El Al flies Saudi Arabia’s friendly skies to Abu Dhabi

Men in suits stand in one line before airplane

US presidential adviser Jared Kushner and Israel’s national security adviser Meir Ben-Shabbat pose with members of the Israeli-American delegation in front of El Al flight before heading to Abu Dhabi, in Tel Aviv on 31 August.

Menahem Kahana SIPA

Israel’s national airline El Al flew its first commercial flight from Tel Aviv to Abu Dhabi on Monday.

This came as the United Arab Emirates issued a decree on Saturday ending its formal – though often breached – boycott of Israel.

This follows last month’s agreement to normalize relations between Israel and the United Arab Emirates.

But it’s hardly the first flight between the two capitals.

Much like that US-brokered “peace” agreement, the flight formalizes already existing relationships.

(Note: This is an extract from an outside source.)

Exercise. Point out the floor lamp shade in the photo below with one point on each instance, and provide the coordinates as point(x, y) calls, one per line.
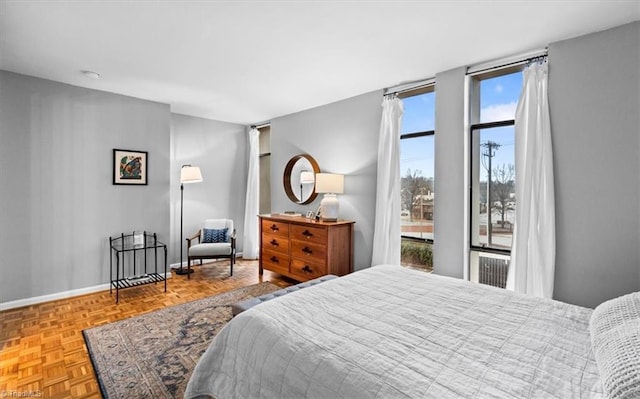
point(188, 174)
point(330, 184)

Two flights traveled directly from Abu Dhabi to Tel Aviv in May and June supposedly carrying coronavirus aid for Palestinians, which the Palestinian Authority said it rejected.

Peace washing

El Al flight 971 – numbered after the UAE’s area code – was operated using a Boeing 737 aircraft named Kiryat Gat, after a city in southern Israel.

The word “peace” was painted over the name of the aircraft in English, Arabic and Hebrew.

Irony was not lost on social media users who pointed that the city of Kiryat Gat was built over the ruins of the Palestinian villages of Iraq al-Manshiyya and al-Faluja that were ethnically cleansed by Zionist militias in 1948 and 1949.
The image serves as a metaphor for how normalization between Israel and the United Arab Emirates is consolidating Israel’s dispossession of Palestinians rather than doing anything to restore their rights or bring peace.

Flying over Saudi Arabia

The El Al flight passed over Jordan, which has a peace treaty with Israel, and Saudi Arabia, which does not.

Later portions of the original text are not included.